Mrs. Green Apple – 12

3 out of 5

Label: EMI

Produced by: (kanji)

After one self-released mini-album and two followup label mini-albums, Mrs. Green Apple made it to their debut album, 12, and thus chose a good time to finally emerge as a group that sounds like a group, and not just some talented players with a handful of singles, co-opting various indie rock styles. 12 still follows the structural suit of their previous releases – kicking off with rollicking, manic openers and including a few softer moments between volleys of pop-rock – but all of the albums’ songs (probably not coincidentally totaling 12 – 1 of its thirteen tracks is an interlude) sound of a like mind, and sport a more consistently amplified and experimental approach than the somewhat scattered content on Variety and Progressive.

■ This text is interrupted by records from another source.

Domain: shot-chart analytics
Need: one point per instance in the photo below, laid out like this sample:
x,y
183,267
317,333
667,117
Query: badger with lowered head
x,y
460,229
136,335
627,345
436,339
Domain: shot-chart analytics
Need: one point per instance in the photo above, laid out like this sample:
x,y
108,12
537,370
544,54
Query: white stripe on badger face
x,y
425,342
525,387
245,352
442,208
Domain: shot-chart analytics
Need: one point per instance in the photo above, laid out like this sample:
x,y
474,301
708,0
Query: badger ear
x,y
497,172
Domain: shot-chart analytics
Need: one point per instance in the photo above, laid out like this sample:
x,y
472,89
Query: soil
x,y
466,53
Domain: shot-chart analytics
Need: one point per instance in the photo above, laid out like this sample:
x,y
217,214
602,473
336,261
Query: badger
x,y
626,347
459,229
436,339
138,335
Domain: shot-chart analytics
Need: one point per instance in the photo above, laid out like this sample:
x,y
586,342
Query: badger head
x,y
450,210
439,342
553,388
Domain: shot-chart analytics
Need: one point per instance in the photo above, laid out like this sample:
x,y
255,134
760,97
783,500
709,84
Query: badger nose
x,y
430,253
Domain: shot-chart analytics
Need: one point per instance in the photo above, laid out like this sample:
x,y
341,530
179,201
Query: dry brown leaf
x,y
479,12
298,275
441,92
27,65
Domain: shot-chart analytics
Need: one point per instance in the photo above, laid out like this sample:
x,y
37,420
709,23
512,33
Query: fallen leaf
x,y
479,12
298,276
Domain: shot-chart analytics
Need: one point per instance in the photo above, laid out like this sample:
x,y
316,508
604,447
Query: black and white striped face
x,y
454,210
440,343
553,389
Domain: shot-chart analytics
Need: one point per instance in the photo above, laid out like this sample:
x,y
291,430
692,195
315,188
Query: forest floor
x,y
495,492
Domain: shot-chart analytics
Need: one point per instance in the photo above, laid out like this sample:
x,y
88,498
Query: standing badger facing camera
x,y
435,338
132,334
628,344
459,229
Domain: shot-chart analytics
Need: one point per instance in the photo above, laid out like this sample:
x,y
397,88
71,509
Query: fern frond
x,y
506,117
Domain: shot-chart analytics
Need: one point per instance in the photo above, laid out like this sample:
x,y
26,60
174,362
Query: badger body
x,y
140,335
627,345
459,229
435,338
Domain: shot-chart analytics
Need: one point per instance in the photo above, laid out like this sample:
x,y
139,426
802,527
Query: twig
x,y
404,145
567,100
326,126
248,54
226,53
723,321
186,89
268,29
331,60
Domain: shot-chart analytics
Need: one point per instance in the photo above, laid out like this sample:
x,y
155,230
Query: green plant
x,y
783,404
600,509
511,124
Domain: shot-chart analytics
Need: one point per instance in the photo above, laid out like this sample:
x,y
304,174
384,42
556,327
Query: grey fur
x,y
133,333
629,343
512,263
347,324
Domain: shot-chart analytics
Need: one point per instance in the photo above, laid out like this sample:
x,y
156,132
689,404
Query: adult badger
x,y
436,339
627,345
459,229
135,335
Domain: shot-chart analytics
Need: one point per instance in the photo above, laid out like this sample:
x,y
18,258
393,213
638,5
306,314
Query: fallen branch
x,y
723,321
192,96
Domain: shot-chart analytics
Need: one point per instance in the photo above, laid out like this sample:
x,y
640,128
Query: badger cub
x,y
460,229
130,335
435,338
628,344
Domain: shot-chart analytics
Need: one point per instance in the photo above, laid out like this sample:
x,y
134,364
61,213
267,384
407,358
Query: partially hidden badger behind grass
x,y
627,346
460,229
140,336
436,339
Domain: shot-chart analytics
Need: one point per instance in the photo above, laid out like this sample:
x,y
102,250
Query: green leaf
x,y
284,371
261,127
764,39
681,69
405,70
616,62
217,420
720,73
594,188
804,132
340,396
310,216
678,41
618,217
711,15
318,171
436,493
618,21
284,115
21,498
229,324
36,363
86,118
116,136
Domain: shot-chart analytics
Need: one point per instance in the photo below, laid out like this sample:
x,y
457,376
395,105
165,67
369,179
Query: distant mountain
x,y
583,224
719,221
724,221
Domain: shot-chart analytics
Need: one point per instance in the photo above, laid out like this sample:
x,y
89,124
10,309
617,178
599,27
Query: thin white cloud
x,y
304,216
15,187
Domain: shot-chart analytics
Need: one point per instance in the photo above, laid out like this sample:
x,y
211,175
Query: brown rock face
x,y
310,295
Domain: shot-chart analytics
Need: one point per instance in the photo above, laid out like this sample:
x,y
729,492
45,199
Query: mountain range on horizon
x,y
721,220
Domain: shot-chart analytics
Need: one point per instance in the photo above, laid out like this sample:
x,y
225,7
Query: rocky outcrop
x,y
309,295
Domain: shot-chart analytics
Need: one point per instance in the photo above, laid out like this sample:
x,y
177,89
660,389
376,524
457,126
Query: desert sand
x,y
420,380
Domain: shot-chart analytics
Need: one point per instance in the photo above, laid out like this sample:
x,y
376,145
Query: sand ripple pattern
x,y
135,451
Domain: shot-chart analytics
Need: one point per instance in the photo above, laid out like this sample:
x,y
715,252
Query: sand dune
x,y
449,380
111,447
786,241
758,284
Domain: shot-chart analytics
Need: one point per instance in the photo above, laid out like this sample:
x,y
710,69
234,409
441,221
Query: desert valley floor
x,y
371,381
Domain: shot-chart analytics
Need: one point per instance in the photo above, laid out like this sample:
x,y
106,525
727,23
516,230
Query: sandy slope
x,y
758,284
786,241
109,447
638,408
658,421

What hasn’t change – and which is a good thing – is how much musicality MGA packs into most songs, with stop-start percussion and instrumentation smushed together with an always-on keyboard assault that’s then sharpened into bright and shiny music, akin to Minus the Bear’s more main-stream sound, but as funneled through their slightly skronkier early albums. Even during the aforementioned “softer moments,” the group brings a lot to the table, with Motoki Omori showing ever impressive range and restraint with vocals. That bright and shininess, though, is at the expense of some aural depth: where the group’s work might sound better with a more raw sound, as on パブリック, the riffs are cleaned up too much, curtailing the impact; oppositely, a track like 藍 needs a full-fledged blown out sound to emphasize some big band horns, but it’s just lost in the general sparkle of ’12’. Thankfully, most of the time the group is leaning into what works with the production, although that doesn’t automatically equate into an end to end album of originality: 12 is consistent, yes, but MGA still falls back on rather predictable rock when they’ve spent all of their energy on singles. Taking the time to inject more of their songs with the same intensity of those highlights would tip the balance into something truly noteworthy, and not just a disc that has you skipping over B-sides.